I used to get tripped up on setting the ratio up backwards, at first glance it looks like it would be 5:20, since the space between A-R is 5, and R-S is 20, but think about it logically. The resultant (or average) solution is much closer to the "added" solution, meaning the resultant solution contains more of the added solution than the original solution, which is what brought "R" closer to "A" on our number line.

Once you get the hang of setting these weighted averages problems up like this, it becomes super easy.

Ans: E

When solving mixture questions, I find it useful to sketch the solutions with the ingredients SEPARATED.

Since we're asked to find a PERCENTAGE, we can assign a "nice" value to the original volume.
So, let's say we start with 100 liters

As you can see, 50 liters is alcohol and 50 liters is water


Now let's remove x liters of the mixture from the container.
Half of removed x liters will be alcohol, half of the removed x liters will be water
In other words, we're removing 0.5x liters of alcohol, and 0.5x liters of water.
So, the resulting mixture looks like this:



We're going to replace the x liters of missing solution with x liters of 25% alcohol solution


When we add the volumes of alcohol and water, we get a final mixture that looks like this:


Finally, we want the final mixture to be 30% alcohol.
In other words, we want: (volume of alcohol)/(total volume of mixture) = 30/100 (aka 30%)
We get: (50-0.25x)/100 = 30/100
Cross multiple: (50-0.25x)(100) = (100)(30)
Simplify: 5000 - 25x = 3000
Solve to get: x = 80

So, 80 liters were originally removed

Answer: E

RELATED VIDEO

I have edited the question and the solution by adding more details to enhance its clarity. I hope it is now easier to understand.

Let me jump in with my algebraic solution, hopefully this will help others as well!

so lets imagine, at first, we have \(x\) liters of solution of 50% strength, thus the alcohol content is
\(alcohol_1 = \frac{50}{100}x\)

by the end of the process, we have still the same amount \(x\) liters of solution of 30% strength. Notice that the process is replacing the some amount, thus the total amount (liter of solution) is unchanged
\(alcohol_2 = \frac{30}{100}x\)

So what do we need to do in order to achieve the 30% mix? We subtract some \(y\) amount of the50% solution, then add the same \(y\) amount of the new 25% solution
\((alcohol_1) + (replacement) = (alcohol_2)\)

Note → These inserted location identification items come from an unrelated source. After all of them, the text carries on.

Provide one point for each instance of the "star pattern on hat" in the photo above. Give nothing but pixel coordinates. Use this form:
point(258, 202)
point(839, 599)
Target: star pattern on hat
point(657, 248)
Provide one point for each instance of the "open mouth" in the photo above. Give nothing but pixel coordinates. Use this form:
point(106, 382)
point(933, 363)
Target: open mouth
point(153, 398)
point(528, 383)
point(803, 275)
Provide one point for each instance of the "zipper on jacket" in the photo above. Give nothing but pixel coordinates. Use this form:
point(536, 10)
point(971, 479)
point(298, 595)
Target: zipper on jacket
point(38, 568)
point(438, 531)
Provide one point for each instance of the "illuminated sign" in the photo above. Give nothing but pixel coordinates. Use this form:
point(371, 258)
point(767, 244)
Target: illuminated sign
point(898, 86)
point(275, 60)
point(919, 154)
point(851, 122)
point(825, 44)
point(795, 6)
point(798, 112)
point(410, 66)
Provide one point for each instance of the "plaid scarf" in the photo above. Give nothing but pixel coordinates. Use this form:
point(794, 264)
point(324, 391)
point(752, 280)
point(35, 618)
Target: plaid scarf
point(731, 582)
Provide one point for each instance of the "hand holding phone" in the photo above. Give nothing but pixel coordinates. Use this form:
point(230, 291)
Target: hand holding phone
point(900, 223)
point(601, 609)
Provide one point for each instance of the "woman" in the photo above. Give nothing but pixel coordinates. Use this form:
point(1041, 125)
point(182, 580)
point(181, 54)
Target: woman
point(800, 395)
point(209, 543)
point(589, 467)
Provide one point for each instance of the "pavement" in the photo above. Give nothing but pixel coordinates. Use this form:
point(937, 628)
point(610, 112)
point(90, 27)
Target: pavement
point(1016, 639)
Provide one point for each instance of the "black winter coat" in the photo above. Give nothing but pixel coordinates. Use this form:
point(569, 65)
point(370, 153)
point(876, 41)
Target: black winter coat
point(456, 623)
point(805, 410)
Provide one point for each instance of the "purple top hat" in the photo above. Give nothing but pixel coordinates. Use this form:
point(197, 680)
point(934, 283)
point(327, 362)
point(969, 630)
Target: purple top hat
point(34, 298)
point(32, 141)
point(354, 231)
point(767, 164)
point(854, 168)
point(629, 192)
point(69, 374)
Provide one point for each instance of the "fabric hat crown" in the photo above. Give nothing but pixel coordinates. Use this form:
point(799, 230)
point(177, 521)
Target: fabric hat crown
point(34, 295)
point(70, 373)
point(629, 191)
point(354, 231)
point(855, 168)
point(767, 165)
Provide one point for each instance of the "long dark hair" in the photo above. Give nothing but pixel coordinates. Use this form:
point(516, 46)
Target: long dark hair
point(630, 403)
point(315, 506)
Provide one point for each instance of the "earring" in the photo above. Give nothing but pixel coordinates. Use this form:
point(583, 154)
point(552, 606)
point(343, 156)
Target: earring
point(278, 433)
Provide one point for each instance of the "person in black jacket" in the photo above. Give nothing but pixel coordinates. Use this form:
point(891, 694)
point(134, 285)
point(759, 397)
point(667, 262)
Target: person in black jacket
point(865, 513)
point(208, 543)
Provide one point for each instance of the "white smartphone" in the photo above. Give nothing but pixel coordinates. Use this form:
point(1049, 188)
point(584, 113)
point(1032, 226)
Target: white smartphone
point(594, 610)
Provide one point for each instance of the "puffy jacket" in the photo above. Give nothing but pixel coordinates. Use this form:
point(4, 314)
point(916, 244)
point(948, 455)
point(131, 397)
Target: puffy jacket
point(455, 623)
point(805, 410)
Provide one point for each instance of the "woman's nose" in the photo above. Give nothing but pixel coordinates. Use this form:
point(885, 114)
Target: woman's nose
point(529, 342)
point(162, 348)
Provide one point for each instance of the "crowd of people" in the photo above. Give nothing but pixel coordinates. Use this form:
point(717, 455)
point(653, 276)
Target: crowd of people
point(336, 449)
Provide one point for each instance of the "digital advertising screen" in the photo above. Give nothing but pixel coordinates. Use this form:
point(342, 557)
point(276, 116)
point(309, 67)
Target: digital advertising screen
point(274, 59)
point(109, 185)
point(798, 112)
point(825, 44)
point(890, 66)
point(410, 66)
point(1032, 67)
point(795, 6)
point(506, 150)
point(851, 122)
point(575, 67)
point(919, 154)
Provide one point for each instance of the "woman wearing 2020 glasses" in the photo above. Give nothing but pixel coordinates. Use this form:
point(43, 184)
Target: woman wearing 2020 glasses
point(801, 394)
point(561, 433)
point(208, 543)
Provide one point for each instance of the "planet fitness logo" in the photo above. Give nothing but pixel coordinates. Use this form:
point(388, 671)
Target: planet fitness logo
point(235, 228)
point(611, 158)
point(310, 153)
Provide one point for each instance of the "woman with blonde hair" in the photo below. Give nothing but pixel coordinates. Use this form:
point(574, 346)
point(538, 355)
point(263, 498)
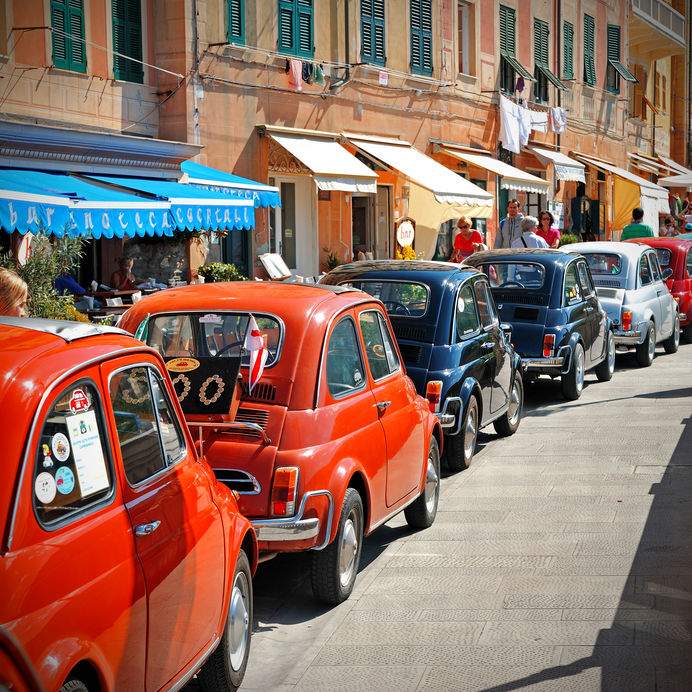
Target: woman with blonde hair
point(467, 241)
point(13, 294)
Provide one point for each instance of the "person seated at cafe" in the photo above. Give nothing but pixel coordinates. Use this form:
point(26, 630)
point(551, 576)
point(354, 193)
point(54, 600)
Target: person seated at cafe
point(123, 279)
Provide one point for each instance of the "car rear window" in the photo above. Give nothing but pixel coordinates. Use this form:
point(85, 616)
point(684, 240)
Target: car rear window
point(514, 275)
point(400, 298)
point(604, 263)
point(216, 334)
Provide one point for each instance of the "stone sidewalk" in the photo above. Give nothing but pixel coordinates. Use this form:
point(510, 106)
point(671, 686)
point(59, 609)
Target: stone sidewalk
point(561, 560)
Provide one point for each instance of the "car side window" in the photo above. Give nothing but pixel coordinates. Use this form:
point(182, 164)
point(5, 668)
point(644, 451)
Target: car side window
point(379, 350)
point(72, 469)
point(644, 271)
point(572, 292)
point(345, 371)
point(467, 322)
point(148, 432)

\((\frac{50}{100}x) + (- \frac{50}{100}y + \frac{25}{100}y) = (\frac{30}{100}x)\)

Note that the equation above is valid since the actual volume of all the solution will actually not change ie \(x - y + y = x\)

some simplifications
\(50x - 25y = 30x\)
\(10x - 5y = 6x\)
\(4x = 5y \)

since the question stem ask about the fraction of the original solution that was replaced, or in other words:
\(\frac{y}{x} * 100 = \frac{4}{5} *100 = 80% \)

I think this is a high-quality question and I agree with explanation.